Yoga For Better Sleep: 4 Asanas To Practice Before Bed For Deep Relaxation

Updated Aug 13, 2024 | 12:00 AM IST

SummaryYoga poses like Child’s Pose, Reclining Bound Angle Pose, and Legs-Up-The-Wall can promote relaxation and improve sleep quality by reducing stress and calming the mind.
Yoga for sleep

Are you tired of tossing and turning at night, struggling to fall asleep? If so, you’re not alone. Sleep is essential for our physical and mental well-being, but in today’s fast-paced world, many of us find it elusive. The good news is that yoga, a practice known for its calming effects on both the mind and body, can help.

Adding specific yoga poses and practices into your nightly routine, you can relax your nervous system, ease tension, and prepare your body for a restful night’s sleep.
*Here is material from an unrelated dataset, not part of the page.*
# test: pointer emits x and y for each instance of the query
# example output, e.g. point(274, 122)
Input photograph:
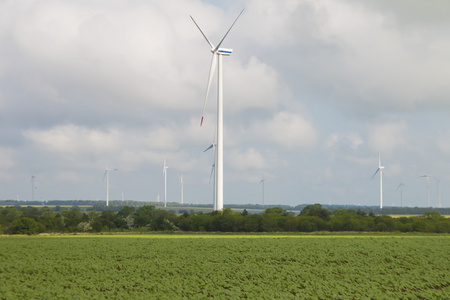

Yoga isn’t just about physical flexibility; it’s a holistic practice that aligns your body, mind, and spirit. When done before bedtime, yoga can be a powerful tool to quiet the mind and promote relaxation.

Yoga Asanas for Better Sleep

Here’s how you can use yoga to enhance your sleep. Ready to transform your sleep quality? Let’s explore how yoga can be your secret weapon for better sleep.

1. Balasana (Child’s Pose)

Child’s Pose is a gentle forward fold that helps calm the mind and relieve stress. To perform this pose, kneel on the floor with your big toes touching and sit back on your heels. Spread your knees apart while keeping your big toes together, and then stretch your arms forward, resting your forehead on the mat. Focus on your breath, inhaling deeply and exhaling slowly. This pose stretches the lower back and shoulders, promoting a sense of safety and comfort—ideal for winding down before bed.

2. Supta Baddha Konasana (Reclining Bound Angle Pose)

This restorative pose opens the hips and chest while encouraging deep relaxation. Begin by lying on your back, then bring the soles of your feet together, allowing your knees to fall open to the sides. You can place pillows or yoga blocks under your knees for added support. Rest your hands on your abdomen or by your sides, and focus on your breath. The gentle stretch in your hips, combined with the deep breathing, helps to reduce tension and anxiety, making it easier to fall asleep.

3. Viparita Karani (Legs-Up-The-Wall Pose)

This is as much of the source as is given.